Right value references and confusion with constructors

One of the most exciting new feature arriving with C++2011 is the right value reference. But if you want to have exact signatures for the definitions of your overloaded generic functions, you will probably end up with a lot of boiler code. However, as N2027 explains, it is possible to use a right value reference of a type parameter to accept any type. Here is an example:

template class T, class A1>
std::shared_ptr<T>
factory(A1&& a1)
{
  return std::shared_ptr<T>(new T(std::forward<a1>(a1)));
}

For this function that is not intended to be overloaded, it is satisfying. And it comes to become very practical to make expression templates.

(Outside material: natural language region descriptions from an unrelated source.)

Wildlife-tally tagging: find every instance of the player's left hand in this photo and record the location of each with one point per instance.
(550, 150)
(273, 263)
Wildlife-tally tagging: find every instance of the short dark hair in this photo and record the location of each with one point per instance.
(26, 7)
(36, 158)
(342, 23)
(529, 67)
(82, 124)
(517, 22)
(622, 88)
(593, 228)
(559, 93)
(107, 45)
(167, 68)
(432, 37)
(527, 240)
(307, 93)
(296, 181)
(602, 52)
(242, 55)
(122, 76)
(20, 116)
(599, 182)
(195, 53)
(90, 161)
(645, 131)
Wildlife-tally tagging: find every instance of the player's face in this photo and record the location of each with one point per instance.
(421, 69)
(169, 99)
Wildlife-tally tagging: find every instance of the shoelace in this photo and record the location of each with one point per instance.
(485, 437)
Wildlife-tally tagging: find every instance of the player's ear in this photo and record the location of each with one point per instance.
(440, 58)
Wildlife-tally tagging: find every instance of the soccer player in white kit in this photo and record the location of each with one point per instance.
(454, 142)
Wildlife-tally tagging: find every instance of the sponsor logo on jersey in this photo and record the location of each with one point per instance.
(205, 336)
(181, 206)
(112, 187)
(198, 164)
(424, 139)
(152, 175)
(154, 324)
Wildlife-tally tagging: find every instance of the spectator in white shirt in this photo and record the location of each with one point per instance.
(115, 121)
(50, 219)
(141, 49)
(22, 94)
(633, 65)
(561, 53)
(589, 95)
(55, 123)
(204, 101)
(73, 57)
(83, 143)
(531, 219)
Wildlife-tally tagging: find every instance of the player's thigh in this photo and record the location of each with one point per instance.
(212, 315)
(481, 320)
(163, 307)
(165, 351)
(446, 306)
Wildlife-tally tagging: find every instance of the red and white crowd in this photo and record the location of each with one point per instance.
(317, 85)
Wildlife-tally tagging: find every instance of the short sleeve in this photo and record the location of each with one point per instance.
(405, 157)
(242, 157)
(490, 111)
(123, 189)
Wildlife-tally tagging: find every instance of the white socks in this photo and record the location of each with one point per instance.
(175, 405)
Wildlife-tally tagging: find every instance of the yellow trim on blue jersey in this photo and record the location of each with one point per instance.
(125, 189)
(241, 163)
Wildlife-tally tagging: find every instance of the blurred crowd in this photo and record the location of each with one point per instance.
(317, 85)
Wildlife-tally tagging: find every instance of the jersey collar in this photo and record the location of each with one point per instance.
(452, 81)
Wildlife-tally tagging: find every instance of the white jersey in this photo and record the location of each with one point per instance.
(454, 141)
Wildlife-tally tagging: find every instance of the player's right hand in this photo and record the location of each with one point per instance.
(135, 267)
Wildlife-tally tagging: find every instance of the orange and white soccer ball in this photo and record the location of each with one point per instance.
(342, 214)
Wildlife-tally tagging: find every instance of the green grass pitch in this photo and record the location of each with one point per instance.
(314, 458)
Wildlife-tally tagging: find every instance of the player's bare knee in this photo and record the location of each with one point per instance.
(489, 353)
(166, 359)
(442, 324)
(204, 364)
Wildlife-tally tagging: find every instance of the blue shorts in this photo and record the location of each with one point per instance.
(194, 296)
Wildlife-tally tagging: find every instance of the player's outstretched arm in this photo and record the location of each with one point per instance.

template <typename T, typename U>
MyExprTempl<typename std::decay<T>::type,
            typename std::decay<U>::type>
expr(T&& t, U&& u) {
return
  MyExprTempl<typename std::decay<T>::type,
              typename std::decay<U>::type>
  { std::forward<T>(t), std::forward<U>(u) };
}

Moreover, expression templates typically have members of the parameter types (here T and U). So we can use the same trick on the constructor.

template <typename T, typename U>
struct MyExprTempl {
  T t;
  U u;
  template <typename RT, typename RU>
  MyExprTempl(RT&& t, RU& ru):
    t{std::forward<RT>(t)},
    u{std::forward<RU>(u)} {}
  //...
};

The you have an expression template with perfect forwarding all the way.

But if you try this, you will get problems when constructors will have only one parameter, even if you use keyword explicit. To show the problem, we can use the example with factory. Suppose the following class definition:

template <typename T>
struct A {
  std::shared_ptr<T> a;
  A() = delete;
  A(const A&) = default;
  template <typename U>
  explicit A(U&& u):
    a{factory<T>(std::forward<U>(u))} {}
  };
  //...
  A<int> a{0};
  A<int> b{a};

The first instantiation will work. It will call A::A(U&&) with (U = int). However, the second will try to call explicitly A::A(A&). There are two choices, either A::A(U&&) (U = A&) which does not need any conversion (A& && is equivalent to A&), or A(const A&), which needs a an implicit conversion from A& to const A&. Of course the compiler will choose the one we did not want. The technique was too permissive. We wanted such a constructor:

template <typename U,
          typename = typename
          std::enable_if<std::is_explicitly_convertible
              <U&&, T>::value>::type
   >
explicit A(U&& u):
  a{factory<T>(std::forward<U>(u))} {}

Since factory, calls the construction of a T explicitly, we have to allow even explicit conversions. We should also avoid is_constructible as this type traits expects a class. Here we could have a non-class type. We have to note that we have to check if U&& is convertible to T, as U&& is always the result type of std::forward<U>, and also the same on std::forward<T> within factory, so we know that it will always be U&& that will be used for the conversion.